Sehr geehrter Herr Präsident! Sehr geehrte Damen und Herren! Liebe Kolleginnen und Kollegen! Anders als mit so manch anderem Thema hier im Haus, zum Beispiel die Bildungspolitik, das Thema Kita, das Thema Polizei, wie in der Vergangenheit das Thema Asyl, befassen wir uns recht selten mit den älteren Menschen in unserer Gesellschaft hier im Hohen Haus. Das heißt, wir führen Debatten darüber, wie es den Menschen ab 55 plus x in unserem Land geht, wie hochbetagte Menschen in unserer Gesellschaft untergebracht sind, wie hochbetagte Menschen ihren Lebensabend verbringen. Darüber reden wir relativ selten und tun es vielleicht deshalb, weil wir davon ausgehen, dass dort alles klargeht und in Ordnung ist und weil diese doch immer größer werdende Anzahl von Menschen in unserem Land nur bedingt eine Lobby hat bzw. nur bedingt in der Lage ist, sich lautstark zu artikulieren und die Dinge, die vielleicht doch nicht so toll laufen, auch nach außen zu formulieren.
Deswegen bin ich sehr froh, dass wir uns heute auf unseren Antrag hin mit dem Thema „Medizinische Versorgung in Pflegeeinrichtungen“ beschäftigen.
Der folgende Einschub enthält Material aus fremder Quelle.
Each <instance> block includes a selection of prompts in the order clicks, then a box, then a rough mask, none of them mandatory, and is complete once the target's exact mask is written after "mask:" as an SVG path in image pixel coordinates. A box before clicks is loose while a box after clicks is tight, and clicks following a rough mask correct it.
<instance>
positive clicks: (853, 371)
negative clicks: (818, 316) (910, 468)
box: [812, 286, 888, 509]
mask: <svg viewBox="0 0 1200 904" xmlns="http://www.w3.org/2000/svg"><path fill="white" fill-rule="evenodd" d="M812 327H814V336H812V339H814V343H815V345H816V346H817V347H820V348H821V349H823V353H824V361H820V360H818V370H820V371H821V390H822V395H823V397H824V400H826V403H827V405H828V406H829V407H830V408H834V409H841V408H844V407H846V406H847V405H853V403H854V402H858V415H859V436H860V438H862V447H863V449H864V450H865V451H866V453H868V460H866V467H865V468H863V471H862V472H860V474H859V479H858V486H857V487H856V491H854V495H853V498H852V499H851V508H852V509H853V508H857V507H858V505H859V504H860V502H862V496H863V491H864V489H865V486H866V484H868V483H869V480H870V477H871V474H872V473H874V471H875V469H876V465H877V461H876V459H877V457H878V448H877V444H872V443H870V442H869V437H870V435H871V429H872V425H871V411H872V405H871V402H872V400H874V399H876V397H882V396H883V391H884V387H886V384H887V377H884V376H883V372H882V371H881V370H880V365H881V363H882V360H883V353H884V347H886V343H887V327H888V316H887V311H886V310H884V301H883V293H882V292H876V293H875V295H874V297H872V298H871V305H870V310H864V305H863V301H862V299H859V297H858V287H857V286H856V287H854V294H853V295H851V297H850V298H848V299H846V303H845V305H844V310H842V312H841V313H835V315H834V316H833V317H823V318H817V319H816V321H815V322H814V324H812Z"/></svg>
Dazu kommt noch der Antrag der Fraktion DIE LINKE. Ich weiß nicht, wer von Ihnen selbst Angehörige in stationären Pflegeeinrichtungen hat, um dadurch selbst ein Bild zu bekommen, wie das in der jeweiligen Pflegeeinrichtung organisiert ist.
Fakt ist, dass – von meiner Warte aus und weshalb wir dieses Thema in den Koalitionsvertrag explizit aufgenommen haben, wir zwischen CDU und SPD gesagt haben – es dort für uns Handlungsbedarf gibt. Momentan funktioniert die ärztliche Versorgung vor allem in stationären Pflegeeinrichtungen leider nur aufgrund von Freiwilligkeit. Das ist ein Punkt, den es aus meiner Sicht zu ändern gilt. Natürlich soll man jetzt nicht sagen, dass neue Vorschriften das Heil über das Land bringen. Das ist nicht der Punkt. Aber wir müssen einiges dafür tun, dass die stationären Pflegeeinrichtungen von diesem freiwilligen Recht stärker und mehr Gebrauch machen als bisher.
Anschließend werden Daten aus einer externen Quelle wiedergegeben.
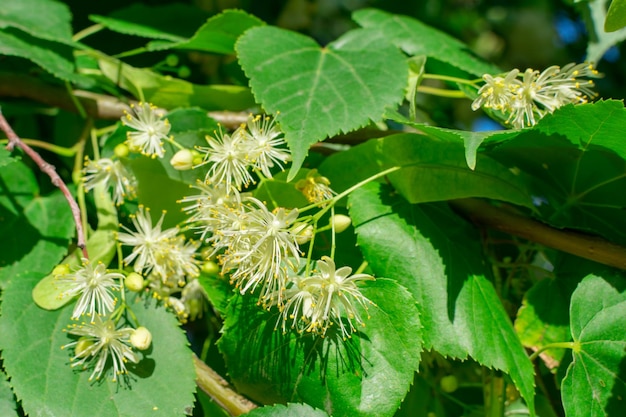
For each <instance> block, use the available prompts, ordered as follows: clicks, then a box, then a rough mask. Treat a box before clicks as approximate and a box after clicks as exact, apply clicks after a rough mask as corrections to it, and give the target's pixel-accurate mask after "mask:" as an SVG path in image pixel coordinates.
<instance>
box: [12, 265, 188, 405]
mask: <svg viewBox="0 0 626 417" xmlns="http://www.w3.org/2000/svg"><path fill="white" fill-rule="evenodd" d="M41 277H42V274H40V273H35V272H33V273H27V274H25V275H24V276H23V277H22V278H21V279H19V280H13V281H11V282H10V283H9V284H8V285H7V286H6V288H5V289H4V291H3V294H2V296H3V300H2V316H1V317H0V349H2V357H3V359H4V367H5V370H6V371H7V374H8V375H9V376H10V377H11V385H12V386H13V389H14V391H15V393H16V395H17V397H18V399H20V401H21V404H22V407H23V408H24V411H25V412H26V413H27V414H29V415H32V416H66V415H71V416H73V417H82V416H85V417H109V416H124V417H142V416H167V417H173V416H183V415H187V414H190V413H191V410H192V408H193V401H194V400H193V392H194V391H195V369H194V366H193V362H192V359H191V351H190V350H189V349H188V348H187V340H186V338H185V336H184V335H183V333H182V331H181V330H180V329H179V328H178V321H177V320H176V319H175V318H174V316H173V315H172V314H171V313H168V312H166V311H165V310H164V309H163V308H162V307H156V306H155V304H154V302H153V301H148V302H144V301H141V300H137V302H135V303H133V304H132V308H133V311H134V312H135V314H136V315H137V318H138V320H139V321H140V322H141V324H142V325H143V326H146V327H147V328H149V329H150V331H151V332H152V337H153V341H152V348H151V349H150V350H148V351H146V353H145V357H144V358H143V360H141V361H140V362H139V363H138V364H137V365H136V366H133V368H131V370H130V371H129V372H130V373H129V377H130V385H128V386H125V385H124V384H123V383H121V384H120V385H118V384H117V383H115V382H112V381H111V372H112V371H111V369H110V368H109V369H108V371H107V372H108V373H107V376H106V380H104V378H103V380H102V381H100V382H96V383H90V382H88V380H87V379H88V378H89V375H90V372H89V371H87V372H85V371H83V372H81V371H80V370H77V369H72V368H70V366H69V359H70V355H71V353H70V352H68V351H67V350H62V349H61V346H63V345H65V344H67V343H69V342H70V341H71V340H72V339H70V338H69V337H68V335H67V333H65V332H63V331H62V329H63V328H64V327H65V326H66V325H67V324H69V323H70V316H71V312H72V309H71V308H70V307H67V308H64V309H61V310H57V311H46V310H42V309H40V308H39V307H37V306H36V305H35V304H34V303H33V301H32V298H31V291H32V289H33V287H34V285H35V284H36V283H37V282H38V281H39V279H40V278H41ZM33 358H37V360H33ZM155 393H158V394H157V395H155Z"/></svg>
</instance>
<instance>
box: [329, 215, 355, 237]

Stellen Sie sich einmal vor, Sie sind Bewohner in einem Pflegeheim. Vielleicht sind Sie in einer Wohngruppe, in der viele demenzkranke Menschen untergebracht sind. Sie sitzen tagtäglich am Tisch mit der 90-jährigen Erna, mit dem 75-jährigen Joseph oder mit der 80-jährigen Hildegard, und ihnen geht es gesundheitlich einfach gar nicht gut. Das kommt sicher bei älteren Menschen öfter vor. Leider haben wir zunehmend die Beobachtung gemacht, dass, bevor geholfen wird, bevor regelmäßig Hilfe vor Ort eintrifft, oftmals erst der Weg ins Krankenhaus sein muss, häufig über die Notfallversorgung die ältere Person im Krankenhaus ankommt. Wir müssen uns auch nichts vormachen, denn es ist erwiesen, dass ein Krankenhausaufenthalt gerade für ältere Menschen, die dann wiederum aus ihrem Umfeld herausgerissen sind, eher kontraproduktiv als nützlich ist, wenn sie dann in die Einrichtung zurückkehren.
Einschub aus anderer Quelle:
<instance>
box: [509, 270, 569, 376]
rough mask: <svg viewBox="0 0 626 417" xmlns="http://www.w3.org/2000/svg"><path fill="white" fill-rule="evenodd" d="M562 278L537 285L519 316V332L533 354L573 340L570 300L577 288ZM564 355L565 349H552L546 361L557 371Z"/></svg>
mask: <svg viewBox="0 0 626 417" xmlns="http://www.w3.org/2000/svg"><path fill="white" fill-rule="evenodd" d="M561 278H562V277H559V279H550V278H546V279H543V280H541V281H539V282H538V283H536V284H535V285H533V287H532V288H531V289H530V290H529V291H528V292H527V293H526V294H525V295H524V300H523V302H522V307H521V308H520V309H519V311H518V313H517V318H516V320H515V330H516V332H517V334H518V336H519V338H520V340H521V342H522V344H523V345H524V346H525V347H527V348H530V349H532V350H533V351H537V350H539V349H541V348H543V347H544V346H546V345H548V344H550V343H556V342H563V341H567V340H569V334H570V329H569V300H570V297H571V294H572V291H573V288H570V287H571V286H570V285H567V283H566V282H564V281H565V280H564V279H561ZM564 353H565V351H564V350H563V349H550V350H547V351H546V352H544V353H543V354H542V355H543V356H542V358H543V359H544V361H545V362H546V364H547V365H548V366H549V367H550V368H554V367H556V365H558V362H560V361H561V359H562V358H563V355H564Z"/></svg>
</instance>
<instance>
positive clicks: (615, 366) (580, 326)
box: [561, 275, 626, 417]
Genau das ist für uns der Anlass zu sagen, dass wir mehr darauf achten müssen, dass sich bei der medizinischen Versorgung in Pflegeeinrichtungen etwas tut. Momentan haben wir die Situation, dass wir beispielsweise im Bereich der zahnärztlichen Versorgung in ganz Sachsen ungefähr 113 Kooperationsverträge mit vollstationären Einrichtungen haben. Ich behaupte, das ist zu wenig, und hier muss mehr getan werden.
Ich habe selbst die Erfahrung gemacht, dass die Freiwilligkeit des Arztbesuches in den vollstationären Pflegeeinrichtungen dergestalt organisiert ist, dass es einen Tag in der Woche gibt, an dem beispielsweise eine Hausärztin, die ihre Praxis in der Nähe hat, für zwei Stunden entweder nach ihren eigenen Sprechzeiten oder während der Mittagszeit in der Pflegeeinrichtung vorbeischaut. Ihr werden dann Patienten zugewiesen, bei denen man erkannt hat, dass diese Patienten in irgendeiner Weise krank sind und einer Begutachtung bedürfen. Wenn es die Zeit zulässt, werden sie auch begutachtet, und wenn es die Zeit zulässt, dauert die Untersuchung vielleicht auch einmal etwas länger. Aber – und das ist nicht befriedigend – das hängt meist vom Gusto und von der Erkenntnis derer ab, die als Pflegepersonal tagtäglich in den Heimen arbeiten und sich in der Regel sehr gut und mit viel Zuneigung um die Bewohner kümmern.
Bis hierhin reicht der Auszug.